CXC chemokines are potent attractants of neutrophil granulocytes, T cells or natural killer cells. Toll-like receptors ( TLR) recognize microbial components and are also activated by endogenous molecules possibly implicated in autoimmune arthritis. In contrast to CXC chemokine ligand 8 ( CXCL8), no CXC chemokine receptor 3 ( CXCR3) ligand ( ie CXCL9, CXCL10 and CXCL11) was induced by bacterial TLR ligands in human microvascular endothelial cells ( HMVEC). However, peptidoglycan ( PGN), double-stranded ( ds) RNA or lipopolysaccharide ( LPS) ( TLR2, TLR3 or TLR4 ligands, respectively) synergized with interferon-gamma ( IFN-gamma) at inducing CXCL9 and CXCL10. In contrast, enhanced CXCL11 secretion was only obtained when IFN-gamma was combined with TLR3 ligand. Furthermore, flagellin, loxoribine and unmethylated CpG oligonucleotide ( TLR5, TLR7 and TLR9 ligands, respectively) did not enhance IFN-gamma-dependent CXCR3 ligand production in HMVEC. In analogy with TLR ligands, tumor necrosis factor-alpha ( TNF-alpha) or interleukin-1 beta ( IL-1 beta), in combination with IFN-gamma, synergistically induced CXCL9 and CXCL11 in HMVEC and human fibroblasts, two fundamental cell types delineating the joint cavity.

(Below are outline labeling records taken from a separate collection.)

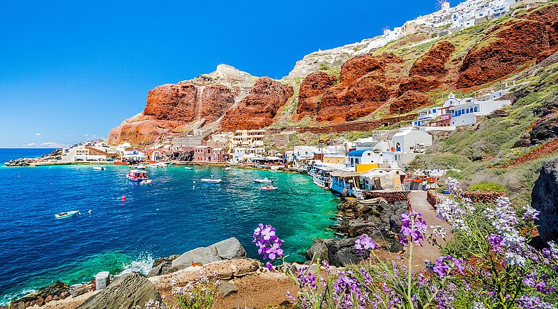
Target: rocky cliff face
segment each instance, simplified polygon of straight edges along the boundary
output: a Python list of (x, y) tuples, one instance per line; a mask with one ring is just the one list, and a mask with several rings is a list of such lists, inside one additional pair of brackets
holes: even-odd
[(469, 51), (459, 70), (458, 88), (496, 81), (556, 52), (558, 4), (519, 17), (492, 29)]
[(143, 112), (110, 131), (109, 143), (149, 144), (173, 132), (218, 125), (227, 111), (248, 93), (255, 79), (234, 68), (219, 65), (215, 72), (190, 81), (156, 87), (148, 93)]
[(317, 104), (316, 119), (344, 122), (370, 114), (396, 96), (405, 71), (403, 59), (391, 53), (350, 59), (341, 67), (341, 83)]
[(239, 106), (225, 115), (221, 129), (234, 131), (266, 127), (292, 95), (292, 86), (269, 77), (260, 77)]
[(538, 234), (544, 241), (558, 240), (558, 160), (541, 168), (531, 194), (531, 205), (541, 212)]

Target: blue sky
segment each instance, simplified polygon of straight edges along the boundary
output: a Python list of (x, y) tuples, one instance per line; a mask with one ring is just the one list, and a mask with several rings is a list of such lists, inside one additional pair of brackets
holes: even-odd
[(0, 147), (107, 136), (158, 85), (219, 63), (280, 78), (307, 54), (436, 9), (435, 0), (1, 3)]

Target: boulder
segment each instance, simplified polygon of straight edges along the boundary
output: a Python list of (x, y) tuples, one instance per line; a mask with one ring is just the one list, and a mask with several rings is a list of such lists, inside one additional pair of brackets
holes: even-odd
[(234, 282), (225, 280), (220, 281), (219, 293), (220, 293), (223, 297), (236, 293), (237, 292), (239, 292), (239, 290), (236, 288), (236, 285), (234, 284)]
[(558, 159), (543, 165), (531, 200), (532, 207), (541, 212), (537, 221), (541, 239), (546, 242), (558, 240)]
[(155, 285), (144, 276), (130, 273), (114, 279), (107, 288), (88, 299), (78, 309), (143, 308), (151, 299), (160, 299)]
[(207, 247), (196, 248), (174, 259), (172, 267), (183, 268), (193, 263), (201, 264), (213, 263), (223, 260), (246, 257), (246, 251), (238, 239), (231, 237)]

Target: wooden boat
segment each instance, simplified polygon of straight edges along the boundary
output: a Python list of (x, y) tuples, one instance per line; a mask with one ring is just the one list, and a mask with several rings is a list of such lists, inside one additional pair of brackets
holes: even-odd
[(126, 177), (133, 182), (143, 182), (149, 179), (147, 172), (138, 170), (130, 170), (126, 174)]
[(213, 179), (213, 178), (202, 178), (202, 182), (205, 182), (206, 184), (220, 184), (223, 182), (223, 180), (219, 179)]
[(56, 214), (54, 215), (54, 218), (56, 219), (66, 219), (70, 218), (70, 216), (73, 216), (75, 214), (79, 214), (80, 212), (78, 210), (72, 210), (70, 212), (61, 212), (59, 214)]
[(272, 184), (272, 183), (273, 183), (273, 181), (271, 180), (267, 179), (267, 177), (265, 177), (264, 179), (255, 179), (254, 180), (254, 182), (256, 182), (256, 183), (258, 183), (258, 184)]

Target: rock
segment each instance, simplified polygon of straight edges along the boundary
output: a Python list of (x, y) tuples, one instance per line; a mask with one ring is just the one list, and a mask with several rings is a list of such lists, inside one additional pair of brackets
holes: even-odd
[(193, 263), (201, 264), (223, 260), (246, 258), (246, 251), (234, 237), (223, 240), (207, 247), (190, 250), (172, 260), (172, 267), (188, 267)]
[(97, 291), (103, 290), (110, 282), (110, 274), (108, 271), (101, 271), (95, 276), (95, 287)]
[(222, 240), (211, 246), (217, 250), (217, 254), (222, 260), (231, 260), (246, 257), (246, 251), (235, 237)]
[(188, 267), (193, 263), (204, 264), (220, 260), (215, 247), (201, 247), (183, 253), (174, 259), (171, 264), (173, 267)]
[(312, 243), (310, 249), (306, 251), (306, 258), (312, 260), (312, 257), (315, 259), (319, 259), (320, 260), (328, 260), (328, 248), (326, 244), (327, 239), (315, 239)]
[(531, 193), (531, 206), (541, 212), (538, 234), (543, 241), (558, 240), (558, 159), (541, 168)]
[(88, 299), (78, 309), (132, 309), (143, 308), (150, 300), (160, 299), (155, 285), (138, 273), (114, 279), (106, 288)]
[(292, 86), (260, 77), (239, 106), (221, 120), (223, 131), (260, 129), (271, 124), (280, 107), (294, 93)]
[(238, 289), (236, 289), (236, 285), (234, 284), (232, 281), (220, 281), (220, 285), (219, 286), (219, 293), (223, 295), (223, 297), (226, 297), (232, 294), (234, 294), (239, 292)]

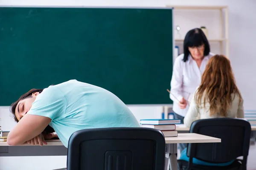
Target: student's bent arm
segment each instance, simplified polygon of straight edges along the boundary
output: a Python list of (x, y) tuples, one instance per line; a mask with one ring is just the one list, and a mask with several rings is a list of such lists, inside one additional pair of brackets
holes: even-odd
[(188, 128), (190, 127), (193, 122), (198, 119), (199, 108), (195, 103), (194, 98), (195, 95), (191, 99), (189, 108), (184, 118), (184, 124)]
[(238, 118), (244, 118), (244, 100), (242, 99), (238, 105), (238, 109), (237, 110), (236, 117)]
[(51, 120), (48, 117), (26, 114), (8, 134), (7, 144), (24, 144), (41, 133)]

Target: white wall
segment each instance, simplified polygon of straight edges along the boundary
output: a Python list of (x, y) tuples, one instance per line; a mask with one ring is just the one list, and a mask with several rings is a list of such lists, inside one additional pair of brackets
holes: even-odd
[[(256, 59), (253, 49), (255, 48), (256, 27), (256, 1), (244, 0), (55, 0), (35, 1), (32, 0), (2, 0), (2, 6), (118, 6), (164, 7), (166, 5), (212, 5), (229, 6), (229, 37), (230, 58), (231, 61), (236, 82), (244, 98), (244, 106), (247, 110), (256, 110), (254, 105), (254, 96), (256, 95), (255, 84), (256, 72), (254, 65)], [(204, 18), (204, 14), (201, 14)], [(218, 18), (216, 19), (218, 20)], [(212, 23), (216, 22), (212, 19)], [(176, 22), (176, 21), (175, 21)], [(206, 21), (207, 22), (207, 21)], [(188, 25), (188, 26), (189, 26)], [(185, 26), (184, 26), (185, 27)], [(189, 28), (182, 27), (182, 29)], [(212, 28), (210, 28), (211, 29)], [(215, 45), (212, 46), (214, 46)], [(217, 50), (215, 49), (214, 50)], [(170, 75), (170, 80), (171, 75)], [(3, 80), (2, 80), (3, 81)], [(160, 107), (129, 107), (137, 119), (143, 118), (160, 118), (162, 108)], [(8, 108), (0, 108), (0, 122), (3, 129), (9, 130), (15, 125), (10, 120)], [(38, 157), (36, 158), (0, 158), (0, 170), (51, 170), (66, 166), (65, 156)], [(3, 165), (2, 164), (4, 162)], [(17, 162), (15, 164), (14, 162)], [(23, 163), (21, 163), (22, 162)], [(42, 164), (42, 162), (43, 163)], [(54, 163), (55, 162), (55, 163)], [(43, 165), (41, 165), (43, 164)], [(38, 166), (39, 165), (39, 166)]]

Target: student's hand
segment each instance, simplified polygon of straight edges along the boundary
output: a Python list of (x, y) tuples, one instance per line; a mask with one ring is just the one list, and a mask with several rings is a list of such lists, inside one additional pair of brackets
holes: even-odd
[(43, 146), (44, 144), (47, 144), (47, 142), (45, 142), (42, 133), (40, 133), (38, 136), (27, 141), (27, 143), (29, 144), (31, 144), (32, 145), (39, 144), (40, 146)]
[(186, 100), (184, 99), (184, 97), (182, 97), (181, 100), (179, 102), (179, 107), (182, 109), (183, 109), (186, 108), (187, 105), (187, 101)]
[(55, 133), (44, 133), (43, 135), (45, 140), (49, 140), (54, 138), (58, 138), (58, 135)]

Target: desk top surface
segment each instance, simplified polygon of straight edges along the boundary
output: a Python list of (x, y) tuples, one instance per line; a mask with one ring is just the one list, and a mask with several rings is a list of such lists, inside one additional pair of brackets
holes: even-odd
[[(210, 143), (220, 142), (218, 138), (199, 135), (196, 133), (178, 133), (177, 137), (166, 137), (166, 143), (175, 144), (181, 143)], [(62, 146), (62, 143), (59, 140), (48, 140), (47, 141), (47, 146)], [(0, 146), (9, 146), (6, 142), (0, 142)], [(24, 144), (21, 146), (32, 146), (30, 144)]]
[(221, 142), (221, 139), (197, 133), (179, 133), (177, 137), (166, 137), (166, 143)]
[[(252, 131), (256, 130), (256, 125), (251, 126)], [(176, 130), (179, 131), (189, 131), (190, 128), (186, 127), (183, 124), (176, 125)]]

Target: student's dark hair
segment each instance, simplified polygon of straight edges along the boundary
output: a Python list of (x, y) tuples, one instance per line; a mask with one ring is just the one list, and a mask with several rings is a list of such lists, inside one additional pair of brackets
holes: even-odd
[(184, 49), (184, 57), (183, 61), (187, 61), (189, 55), (190, 54), (189, 47), (198, 47), (204, 45), (204, 55), (206, 56), (210, 52), (210, 45), (204, 32), (200, 28), (196, 28), (189, 30), (186, 35), (183, 49)]
[(22, 96), (21, 96), (17, 101), (15, 102), (14, 103), (11, 105), (11, 108), (10, 108), (10, 110), (12, 113), (12, 114), (13, 115), (14, 119), (15, 120), (16, 122), (19, 122), (18, 119), (16, 116), (16, 115), (15, 115), (15, 110), (16, 110), (16, 107), (17, 107), (17, 105), (18, 104), (18, 103), (20, 100), (22, 100), (24, 99), (31, 97), (32, 96), (32, 94), (33, 94), (33, 93), (35, 92), (39, 92), (39, 93), (42, 93), (42, 91), (43, 91), (43, 89), (37, 89), (35, 88), (32, 89), (29, 91), (28, 91), (27, 92), (26, 92), (26, 93), (25, 93), (25, 94), (24, 94)]

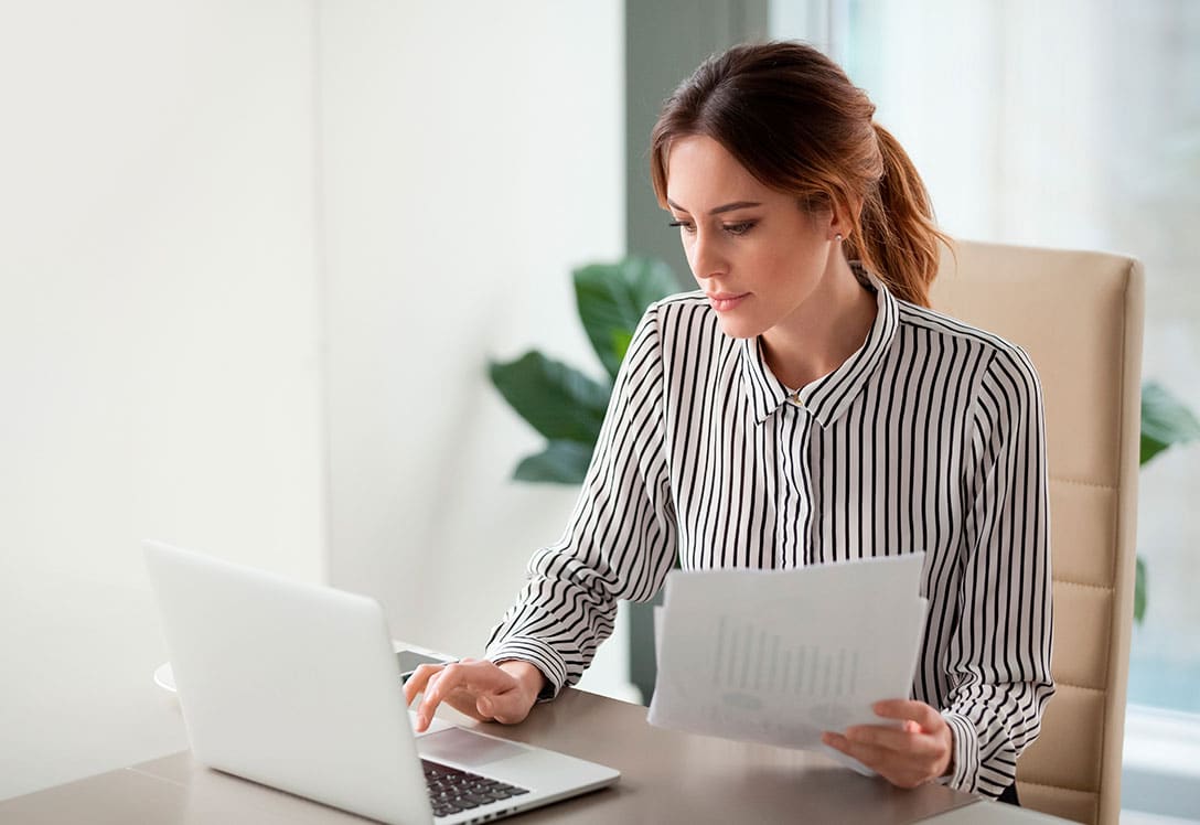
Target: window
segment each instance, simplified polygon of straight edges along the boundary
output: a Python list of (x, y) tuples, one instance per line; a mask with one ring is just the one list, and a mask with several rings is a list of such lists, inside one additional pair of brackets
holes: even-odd
[[(1144, 378), (1200, 410), (1200, 4), (776, 0), (770, 23), (868, 90), (952, 235), (1140, 258)], [(1142, 470), (1127, 741), (1183, 731), (1200, 754), (1198, 492), (1200, 445)]]

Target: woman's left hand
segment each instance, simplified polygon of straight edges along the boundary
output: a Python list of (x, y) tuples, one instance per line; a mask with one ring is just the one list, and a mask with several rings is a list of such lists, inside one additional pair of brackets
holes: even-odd
[(900, 788), (916, 788), (946, 776), (954, 759), (954, 731), (924, 701), (888, 699), (871, 709), (899, 728), (858, 724), (844, 734), (826, 731), (821, 741), (863, 763)]

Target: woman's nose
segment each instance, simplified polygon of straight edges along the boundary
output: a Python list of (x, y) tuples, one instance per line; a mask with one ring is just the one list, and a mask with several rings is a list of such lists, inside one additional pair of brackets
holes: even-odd
[(697, 278), (712, 278), (724, 275), (725, 257), (721, 254), (719, 239), (710, 234), (697, 231), (691, 246), (691, 273)]

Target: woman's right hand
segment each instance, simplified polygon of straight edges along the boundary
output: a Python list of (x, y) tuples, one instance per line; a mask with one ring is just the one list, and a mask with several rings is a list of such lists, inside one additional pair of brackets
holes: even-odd
[(516, 724), (529, 715), (545, 681), (536, 666), (520, 660), (422, 664), (404, 682), (404, 701), (412, 705), (419, 693), (425, 694), (416, 706), (416, 733), (428, 729), (443, 701), (480, 722)]

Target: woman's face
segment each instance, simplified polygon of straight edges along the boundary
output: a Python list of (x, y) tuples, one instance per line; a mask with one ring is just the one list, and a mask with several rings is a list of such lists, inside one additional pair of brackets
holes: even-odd
[(727, 336), (751, 338), (797, 320), (832, 267), (836, 219), (802, 211), (712, 138), (672, 143), (667, 204)]

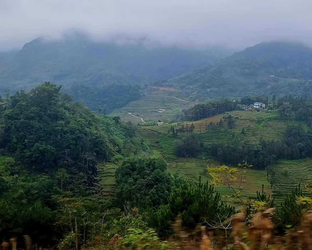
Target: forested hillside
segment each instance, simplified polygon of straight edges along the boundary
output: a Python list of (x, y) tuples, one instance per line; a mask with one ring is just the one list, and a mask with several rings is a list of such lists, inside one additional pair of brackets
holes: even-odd
[(182, 48), (147, 39), (96, 42), (77, 34), (59, 40), (39, 38), (14, 56), (0, 58), (0, 93), (7, 88), (11, 93), (29, 90), (49, 81), (63, 85), (63, 91), (93, 110), (99, 106), (109, 111), (137, 99), (136, 85), (199, 68), (229, 53), (221, 48)]
[(158, 84), (183, 90), (191, 100), (248, 94), (308, 95), (312, 94), (311, 69), (312, 49), (307, 46), (262, 42)]

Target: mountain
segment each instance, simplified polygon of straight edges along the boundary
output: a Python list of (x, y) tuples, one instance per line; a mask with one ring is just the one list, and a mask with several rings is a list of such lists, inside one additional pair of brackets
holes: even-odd
[[(176, 76), (229, 53), (220, 48), (166, 46), (147, 39), (96, 42), (77, 34), (56, 40), (40, 37), (26, 43), (14, 56), (0, 61), (0, 93), (8, 88), (11, 92), (27, 90), (49, 81), (63, 85), (64, 91), (93, 109), (98, 106), (107, 108), (108, 103), (114, 104), (115, 92), (121, 88), (132, 93), (134, 85)], [(131, 95), (134, 99), (140, 95), (139, 88), (135, 91), (137, 94)], [(100, 100), (108, 96), (113, 98), (103, 103)]]
[(13, 57), (17, 51), (13, 50), (8, 51), (0, 51), (0, 62)]
[(195, 100), (246, 94), (312, 95), (311, 79), (312, 49), (300, 43), (276, 41), (247, 48), (158, 84), (183, 90), (185, 95)]

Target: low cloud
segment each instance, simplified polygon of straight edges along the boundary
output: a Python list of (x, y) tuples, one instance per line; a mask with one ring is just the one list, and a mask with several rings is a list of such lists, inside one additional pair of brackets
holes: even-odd
[(96, 39), (243, 48), (263, 41), (312, 45), (310, 0), (0, 0), (0, 49), (73, 29)]

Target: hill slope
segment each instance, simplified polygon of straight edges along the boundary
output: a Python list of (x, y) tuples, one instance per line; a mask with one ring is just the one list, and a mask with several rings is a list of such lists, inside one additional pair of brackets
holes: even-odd
[(247, 48), (170, 79), (165, 85), (183, 89), (195, 100), (246, 94), (310, 95), (311, 79), (312, 49), (300, 43), (274, 42)]
[[(99, 106), (109, 109), (116, 102), (112, 101), (120, 94), (121, 85), (142, 85), (178, 76), (228, 53), (221, 49), (182, 48), (145, 40), (95, 42), (77, 34), (58, 40), (39, 38), (26, 43), (14, 56), (0, 60), (0, 93), (8, 88), (12, 92), (28, 90), (50, 81), (63, 85), (65, 91), (94, 110)], [(135, 94), (139, 90), (125, 90), (133, 97), (125, 103), (139, 96)], [(110, 106), (110, 102), (95, 101), (98, 96), (109, 98)], [(125, 104), (122, 102), (114, 107)]]

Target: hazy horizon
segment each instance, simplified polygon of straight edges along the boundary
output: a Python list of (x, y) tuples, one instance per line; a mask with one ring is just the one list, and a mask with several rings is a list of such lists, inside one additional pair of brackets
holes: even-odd
[(262, 41), (312, 45), (312, 2), (265, 0), (0, 0), (0, 50), (68, 31), (97, 40), (144, 37), (166, 45), (236, 49)]

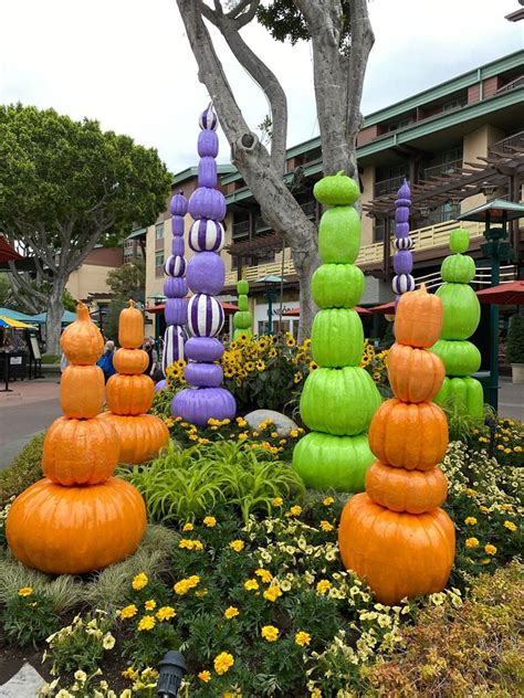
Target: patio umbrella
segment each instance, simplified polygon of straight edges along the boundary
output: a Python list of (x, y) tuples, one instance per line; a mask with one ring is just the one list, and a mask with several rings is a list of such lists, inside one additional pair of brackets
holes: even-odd
[(510, 282), (491, 286), (478, 290), (476, 295), (481, 303), (491, 305), (523, 305), (524, 304), (524, 281)]

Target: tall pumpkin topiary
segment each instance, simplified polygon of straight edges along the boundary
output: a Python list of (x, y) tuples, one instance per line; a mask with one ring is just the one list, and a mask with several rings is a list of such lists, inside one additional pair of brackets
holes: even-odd
[(401, 296), (388, 373), (395, 398), (373, 417), (369, 445), (377, 461), (366, 491), (346, 504), (338, 529), (346, 569), (364, 578), (377, 601), (440, 592), (454, 558), (454, 528), (440, 508), (448, 485), (437, 464), (448, 445), (448, 423), (431, 402), (442, 362), (428, 351), (440, 335), (442, 303), (426, 288)]
[(189, 363), (184, 372), (190, 388), (175, 395), (171, 413), (192, 424), (205, 425), (210, 419), (233, 419), (237, 403), (229, 390), (221, 387), (223, 372), (218, 363), (223, 345), (217, 336), (222, 330), (224, 317), (216, 295), (222, 289), (226, 278), (220, 257), (226, 199), (217, 189), (218, 118), (211, 105), (201, 114), (199, 125), (199, 187), (191, 194), (188, 205), (195, 220), (189, 231), (189, 246), (196, 253), (186, 272), (188, 286), (193, 292), (187, 314), (192, 337), (186, 342)]
[(60, 387), (64, 416), (45, 435), (45, 478), (17, 497), (6, 525), (14, 557), (48, 574), (82, 574), (124, 560), (146, 527), (138, 490), (112, 477), (119, 440), (98, 415), (104, 377), (95, 366), (104, 341), (83, 304), (77, 315), (61, 339), (69, 361)]
[(312, 328), (312, 356), (319, 368), (310, 373), (301, 415), (313, 430), (295, 446), (293, 467), (307, 487), (361, 491), (373, 462), (367, 430), (381, 399), (359, 367), (364, 330), (354, 306), (364, 292), (364, 274), (354, 264), (360, 246), (359, 197), (353, 179), (338, 172), (315, 184), (317, 201), (329, 207), (318, 228), (324, 262), (313, 275), (312, 293), (322, 308)]
[(482, 419), (484, 393), (481, 383), (471, 378), (479, 370), (481, 355), (468, 338), (475, 331), (480, 321), (480, 303), (475, 292), (469, 285), (475, 276), (475, 263), (463, 254), (470, 244), (467, 230), (451, 232), (449, 255), (442, 262), (441, 276), (444, 282), (437, 295), (444, 304), (442, 335), (431, 348), (446, 367), (442, 390), (434, 401), (444, 403), (449, 398), (458, 401), (463, 414)]

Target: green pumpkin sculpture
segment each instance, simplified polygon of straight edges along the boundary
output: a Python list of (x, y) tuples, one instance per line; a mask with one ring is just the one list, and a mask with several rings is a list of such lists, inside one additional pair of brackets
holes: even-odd
[(249, 309), (248, 293), (249, 283), (245, 279), (241, 279), (237, 284), (237, 293), (239, 294), (239, 309), (233, 315), (233, 339), (237, 339), (240, 335), (252, 336), (251, 327), (253, 325), (253, 316)]
[(364, 330), (354, 307), (364, 292), (356, 266), (360, 218), (352, 204), (360, 192), (344, 172), (324, 177), (313, 190), (329, 207), (318, 228), (324, 264), (312, 278), (312, 294), (322, 308), (313, 321), (311, 348), (318, 369), (307, 377), (301, 415), (312, 430), (295, 446), (293, 467), (307, 487), (363, 491), (375, 459), (367, 430), (381, 402), (369, 373), (360, 368)]
[(437, 295), (444, 304), (441, 339), (431, 351), (439, 356), (446, 367), (446, 379), (434, 402), (442, 404), (454, 398), (462, 414), (474, 419), (483, 415), (484, 394), (481, 383), (471, 378), (479, 370), (481, 355), (468, 338), (475, 331), (480, 320), (480, 304), (469, 285), (475, 276), (475, 263), (464, 255), (470, 244), (467, 230), (452, 231), (450, 250), (454, 254), (446, 257), (441, 266), (442, 281)]

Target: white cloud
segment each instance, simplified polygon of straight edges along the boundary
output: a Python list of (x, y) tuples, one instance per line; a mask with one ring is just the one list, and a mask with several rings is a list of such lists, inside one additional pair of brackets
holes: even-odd
[[(373, 0), (376, 43), (364, 94), (371, 112), (522, 47), (504, 20), (516, 0)], [(196, 162), (206, 106), (175, 0), (2, 2), (0, 102), (54, 107), (158, 148), (172, 171)], [(311, 51), (275, 44), (260, 27), (245, 39), (281, 78), (290, 103), (290, 145), (316, 135)], [(239, 104), (255, 127), (265, 99), (219, 42)], [(227, 144), (221, 159), (228, 160)]]

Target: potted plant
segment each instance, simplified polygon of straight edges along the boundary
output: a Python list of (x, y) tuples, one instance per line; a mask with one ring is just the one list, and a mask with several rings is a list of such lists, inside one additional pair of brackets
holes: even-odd
[(507, 362), (514, 383), (524, 383), (524, 315), (513, 315), (507, 330)]

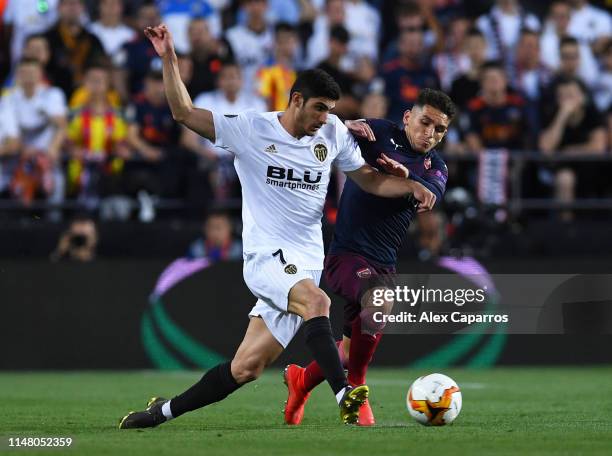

Etanercept, a humanized soluble recombinant p75 TNF-receptor/IgG(1)Fc fusionprotein, neutralized synergistic CXCL9 production induced by TNF-alpha plus IFN-gamma, but not synergy between IFN-gamma and the TLR ligands PGN or LPS. Synovial chemokine concentrations exemplify the fysiopathological relevance of the observed in vitro chemokine production patterns. In synovial fluids of patients with spondylarthropathies ( ie ankylosing spondylitis or psoriatic arthritis) or rheumatoid arthritis, significantly enhanced CXCL9, but not CXCL11 levels, were detected compared to concentrations in synovial fluids of patients with metabolic crystal-induced arthritis. Thus, CXCL9 is an important chemokine in autoimmune arthritis.